The Levelling Up and Regeneration Act has shown us that Bill work is hard work. In this reflective piece, CPRE’s Campaigns Officer Mark Robinson explains how it’s all been worth it. 

Over the last year and a half, we’ve been working both on our own and in collaboration to influence the Government’s Levelling Up and Regeneration Bill (LURB), which has now become an Act of Parliament.

It’s been a long slog, a steep learning curve, and a big headache at times. Getting your head around hundreds of pages of legislation and amendments-within-amendments-within-amendments hasn’t been easy.

But this piece aims to tell you one thing above anything – it’s been worth it.

Whether you’re interested in planning legislation or not, the areas under its remit are pretty limitless – from the climate emergency to the housing crisis. Our experience has shown the importance of holding the government’s feet to the fire whenever key legislation is being developed. You can’t look the other way for a moment – influencing legislation is critical to building a planning system fit for people, nature and the climate. 

One Bill, a suite of issues

To understand just how wide the scope of this legislation was, let’s rewind to July 2020 when the government had just published its Planning White Paper.
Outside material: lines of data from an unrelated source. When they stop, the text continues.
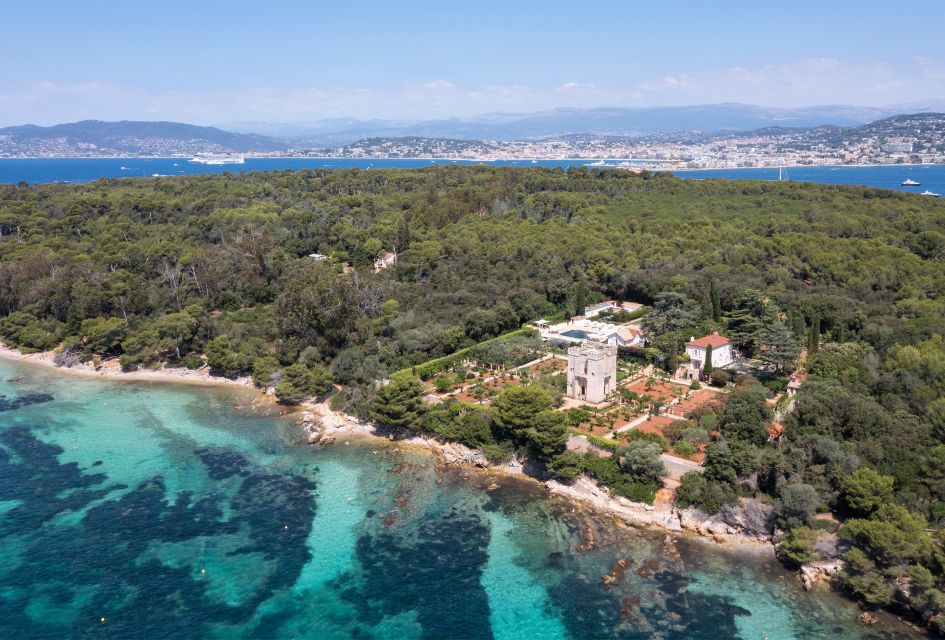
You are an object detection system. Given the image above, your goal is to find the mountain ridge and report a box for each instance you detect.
[218,101,945,146]
[0,120,288,155]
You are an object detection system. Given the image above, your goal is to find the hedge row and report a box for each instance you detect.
[390,327,538,380]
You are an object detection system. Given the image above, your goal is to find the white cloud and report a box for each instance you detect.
[420,80,456,91]
[0,56,945,126]
[555,82,597,93]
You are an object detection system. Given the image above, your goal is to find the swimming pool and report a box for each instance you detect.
[561,329,591,340]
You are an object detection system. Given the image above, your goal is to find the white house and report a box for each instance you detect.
[584,300,643,318]
[374,251,397,271]
[686,333,735,378]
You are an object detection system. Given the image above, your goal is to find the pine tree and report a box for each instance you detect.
[709,280,722,322]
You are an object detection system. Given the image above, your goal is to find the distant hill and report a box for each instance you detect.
[219,103,908,145]
[0,120,287,156]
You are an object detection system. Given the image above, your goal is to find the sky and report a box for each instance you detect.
[0,0,945,126]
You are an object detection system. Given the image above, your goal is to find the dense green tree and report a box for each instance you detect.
[725,290,781,355]
[843,466,894,516]
[81,318,128,354]
[778,526,819,567]
[522,409,568,460]
[548,451,584,481]
[275,262,360,354]
[719,384,774,446]
[492,385,552,437]
[807,317,820,357]
[203,336,240,376]
[370,378,424,429]
[571,280,589,316]
[702,344,715,378]
[615,440,666,482]
[676,471,738,514]
[761,322,801,372]
[774,482,820,529]
[643,292,702,336]
[709,278,722,322]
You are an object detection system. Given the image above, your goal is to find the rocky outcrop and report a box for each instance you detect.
[677,504,771,542]
[798,559,843,591]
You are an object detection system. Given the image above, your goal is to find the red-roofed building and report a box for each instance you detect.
[765,420,784,440]
[686,333,735,379]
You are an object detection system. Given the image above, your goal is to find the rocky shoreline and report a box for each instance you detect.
[0,344,841,589]
[299,401,775,554]
[0,343,265,395]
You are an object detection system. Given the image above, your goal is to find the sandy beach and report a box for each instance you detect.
[0,344,773,549]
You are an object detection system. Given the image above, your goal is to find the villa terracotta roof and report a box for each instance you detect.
[617,327,640,341]
[686,333,732,349]
[765,420,784,439]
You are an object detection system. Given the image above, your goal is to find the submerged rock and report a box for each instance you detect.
[800,559,843,591]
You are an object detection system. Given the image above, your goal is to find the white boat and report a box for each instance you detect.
[190,153,246,164]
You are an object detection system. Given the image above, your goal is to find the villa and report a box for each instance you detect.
[584,300,643,318]
[532,303,646,348]
[680,333,735,380]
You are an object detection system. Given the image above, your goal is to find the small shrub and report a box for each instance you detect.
[673,440,696,458]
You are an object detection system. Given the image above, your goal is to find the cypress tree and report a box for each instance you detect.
[571,280,588,316]
[791,311,808,341]
[807,317,820,358]
[709,280,722,322]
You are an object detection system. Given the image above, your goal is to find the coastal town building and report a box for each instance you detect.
[532,316,645,347]
[604,325,644,348]
[567,341,617,404]
[584,300,643,318]
[374,251,397,272]
[683,333,735,380]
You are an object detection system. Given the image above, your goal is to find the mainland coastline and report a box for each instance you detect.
[0,343,774,554]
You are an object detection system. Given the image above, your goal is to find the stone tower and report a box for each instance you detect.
[567,341,617,404]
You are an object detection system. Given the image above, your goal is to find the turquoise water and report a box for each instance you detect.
[0,361,916,640]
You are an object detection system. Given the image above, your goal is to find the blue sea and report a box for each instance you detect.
[0,158,945,195]
[0,361,919,640]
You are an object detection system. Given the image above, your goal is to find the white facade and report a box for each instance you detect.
[686,333,735,371]
[374,251,397,271]
[567,341,617,404]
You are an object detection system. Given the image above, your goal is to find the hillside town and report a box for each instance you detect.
[289,114,945,169]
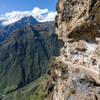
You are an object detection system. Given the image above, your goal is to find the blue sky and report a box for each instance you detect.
[0,0,57,14]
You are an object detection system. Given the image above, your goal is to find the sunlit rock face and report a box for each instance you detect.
[55,0,100,73]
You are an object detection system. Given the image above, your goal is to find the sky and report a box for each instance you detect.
[0,0,57,14]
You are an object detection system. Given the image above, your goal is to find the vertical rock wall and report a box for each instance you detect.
[55,0,100,73]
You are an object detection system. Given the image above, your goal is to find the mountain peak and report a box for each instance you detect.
[0,7,56,26]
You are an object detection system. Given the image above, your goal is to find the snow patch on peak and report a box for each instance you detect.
[0,7,57,25]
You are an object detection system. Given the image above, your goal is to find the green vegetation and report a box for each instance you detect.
[70,88,76,95]
[0,22,63,100]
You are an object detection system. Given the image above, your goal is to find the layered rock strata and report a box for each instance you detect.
[55,0,100,74]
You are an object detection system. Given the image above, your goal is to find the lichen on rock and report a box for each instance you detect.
[55,0,100,73]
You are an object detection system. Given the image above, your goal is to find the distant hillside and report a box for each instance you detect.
[0,22,63,93]
[0,16,38,42]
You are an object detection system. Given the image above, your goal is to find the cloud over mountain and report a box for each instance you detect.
[0,7,57,25]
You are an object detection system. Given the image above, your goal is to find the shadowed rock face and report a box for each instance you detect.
[55,0,100,73]
[44,0,100,100]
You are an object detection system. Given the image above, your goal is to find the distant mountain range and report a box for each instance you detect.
[0,16,39,42]
[0,16,63,100]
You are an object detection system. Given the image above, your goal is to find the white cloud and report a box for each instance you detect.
[0,7,56,25]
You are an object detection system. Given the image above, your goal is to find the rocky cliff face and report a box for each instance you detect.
[56,0,100,73]
[47,0,100,100]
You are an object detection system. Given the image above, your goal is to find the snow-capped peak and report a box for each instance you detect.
[0,7,57,25]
Within it were a host of radical proposals that essentially deregulated the planning system. It was an attack on local democracy and the environment, and along with others, we spent the best part of the subsequent year mobilising against it.

Several joint letters, petitions, stinging media attacks, and one award later, the government finally caved in, and the Levelling Up and Regeneration Bill – published in May 2022 – was its answer. A Bill ostensibly about the government’s aims to level up the country but, above anything, it was about – you guessed it – planning.
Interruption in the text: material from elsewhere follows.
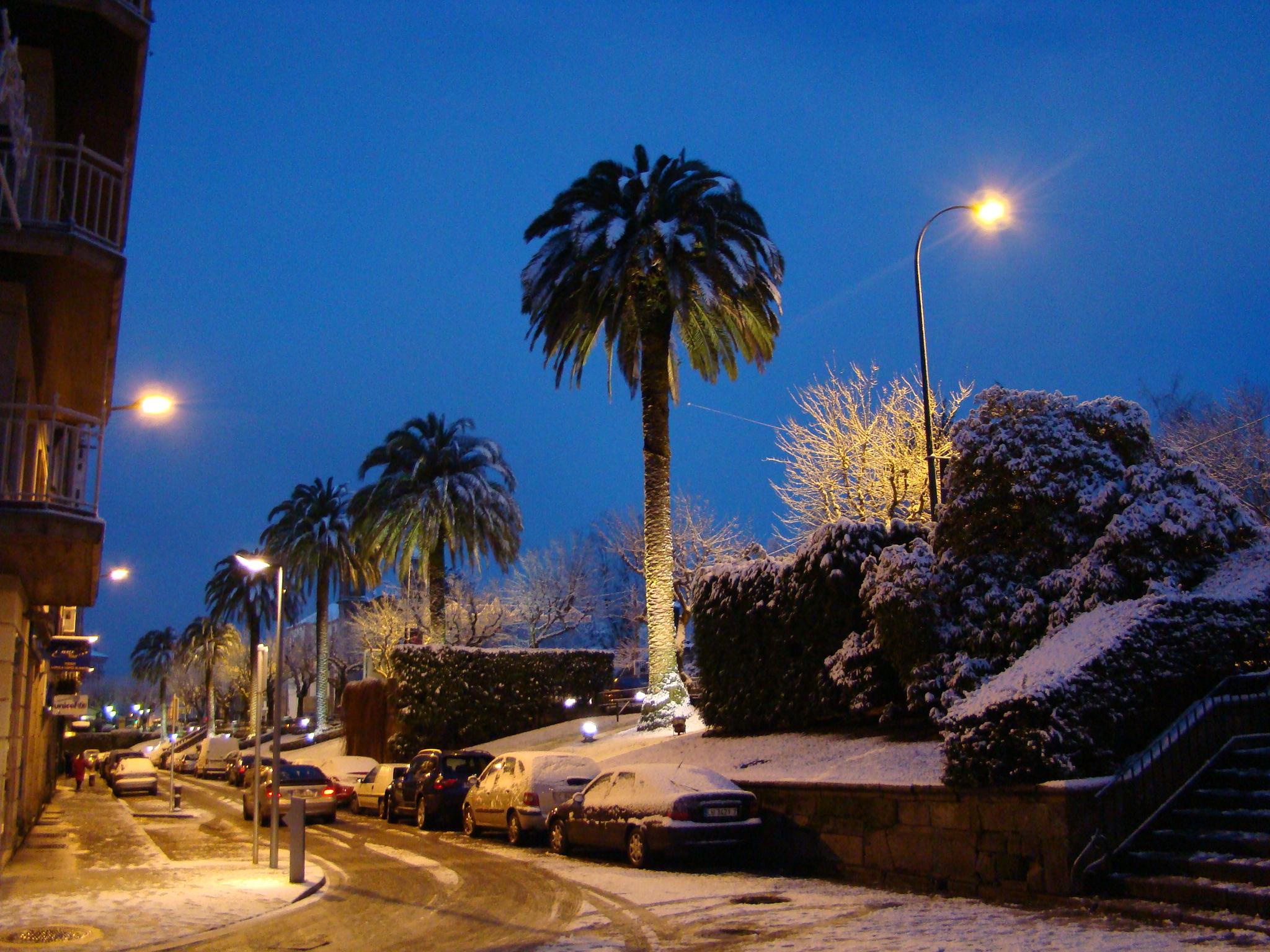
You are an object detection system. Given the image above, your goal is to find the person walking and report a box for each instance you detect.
[71,754,87,793]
The LURB contained a range of damaging provisions, including replacing a huge portion of existing environmental law with a new regime that may be far less rigorous than current standards. Net zero was virtually absent, alongside an evident lack of changes to address the escalating affordable housing crisis.

Of biggest concern to CPRE was the introduction of National Development Management Policies (NDMPs). These are a new type of planning policies that could be set, modified and enforced at the behest of the Secretary of State and – it seemed at the time – no one else.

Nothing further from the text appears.